I just saw on the weather channel, where they were talking about the earlyest snowfall in US cities. They said somthing like Boston Oct 5 Detroit Oct 10 and Chicago Oct 11. With these cooler nights mabey we will set another record this year.


----------



## SnoFarmer (Oct 15, 2004)

You are talking for those cities or all cities in the lower 48?

Because it has snowed already in the western mountain states. I'm sure some of it fell in a city.
We had some flurries last week.


----------



## Bossman 92 (Sep 27, 2006)

I was just talking about those cities. The weather channel showed the snow from yesterday, then they showed some major cities with their earliest snowfall. It will be here sooner than we know it.


----------



## stroker79 (Dec 2, 2006)

Bossman 92;404702 said:


> It will be here sooner than we know it.

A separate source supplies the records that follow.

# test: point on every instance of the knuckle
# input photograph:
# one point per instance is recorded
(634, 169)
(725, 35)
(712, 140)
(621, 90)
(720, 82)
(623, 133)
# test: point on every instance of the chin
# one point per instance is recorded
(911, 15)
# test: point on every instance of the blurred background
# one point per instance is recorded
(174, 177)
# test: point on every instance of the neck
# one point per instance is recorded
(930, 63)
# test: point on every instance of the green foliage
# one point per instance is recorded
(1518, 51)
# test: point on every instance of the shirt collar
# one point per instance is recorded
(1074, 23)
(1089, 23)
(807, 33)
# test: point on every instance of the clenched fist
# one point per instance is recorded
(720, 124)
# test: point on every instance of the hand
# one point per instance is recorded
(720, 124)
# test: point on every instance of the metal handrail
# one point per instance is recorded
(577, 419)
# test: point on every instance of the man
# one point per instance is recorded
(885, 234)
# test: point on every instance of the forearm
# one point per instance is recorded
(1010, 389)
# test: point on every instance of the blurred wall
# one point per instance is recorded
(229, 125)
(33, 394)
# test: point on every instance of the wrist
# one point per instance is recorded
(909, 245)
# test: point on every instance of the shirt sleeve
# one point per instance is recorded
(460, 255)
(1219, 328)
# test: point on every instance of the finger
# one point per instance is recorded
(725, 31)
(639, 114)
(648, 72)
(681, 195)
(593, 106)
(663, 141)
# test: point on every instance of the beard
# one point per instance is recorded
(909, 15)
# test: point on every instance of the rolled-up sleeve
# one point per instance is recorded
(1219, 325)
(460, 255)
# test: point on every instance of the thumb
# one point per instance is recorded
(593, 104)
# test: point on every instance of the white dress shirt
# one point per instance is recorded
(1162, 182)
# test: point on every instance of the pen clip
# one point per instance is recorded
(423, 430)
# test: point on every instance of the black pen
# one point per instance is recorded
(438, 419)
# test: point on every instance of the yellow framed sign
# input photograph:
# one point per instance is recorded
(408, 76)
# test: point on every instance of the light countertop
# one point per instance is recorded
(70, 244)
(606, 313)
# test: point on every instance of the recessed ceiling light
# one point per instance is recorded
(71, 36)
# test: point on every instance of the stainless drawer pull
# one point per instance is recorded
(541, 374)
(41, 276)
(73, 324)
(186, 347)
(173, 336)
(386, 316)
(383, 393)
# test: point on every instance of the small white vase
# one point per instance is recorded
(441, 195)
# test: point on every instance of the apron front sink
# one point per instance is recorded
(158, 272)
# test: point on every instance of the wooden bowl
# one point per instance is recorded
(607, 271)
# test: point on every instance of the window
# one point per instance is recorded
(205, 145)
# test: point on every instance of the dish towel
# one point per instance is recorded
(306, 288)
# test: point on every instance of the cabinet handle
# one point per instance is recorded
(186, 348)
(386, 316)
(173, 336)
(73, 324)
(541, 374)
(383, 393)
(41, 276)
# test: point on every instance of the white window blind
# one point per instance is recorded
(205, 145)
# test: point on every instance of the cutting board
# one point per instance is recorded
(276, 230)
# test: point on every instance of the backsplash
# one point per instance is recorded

I sure hope so. Im tired of cutting grass. Its time to actually make some money! LET IT SNOW!


----------



## dakotasrock (Mar 23, 2006)

It snowed here in Alexandria last year Oct 12th..... melted in 6 hours tho


----------



## Bossman 92 (Sep 27, 2006)

Well in 6 hours, I could plow some serious snow!!


----------



## Brian Young (Aug 13, 2005)

stroker79;404721 said:


> I sure hope so. Im tired of cutting grass. Its time to actually make some money! LET IT SNOW!


AMEN TO THAT!!!!


----------



## Brian Young (Aug 13, 2005)

Bossman 92;404756 said:


> Well in 6 hours, I could plow some serious snow!!


Your weather isnt much different than ours.....its 72 and sunny here, the lows are only in the 50's and 60's.


----------



## Bossman 92 (Sep 27, 2006)

Hey Brian, I was referring to Dakotasrock's post about the snow melting in 6 hours. I realize I will not be plowing for a few months.  


Bossman


----------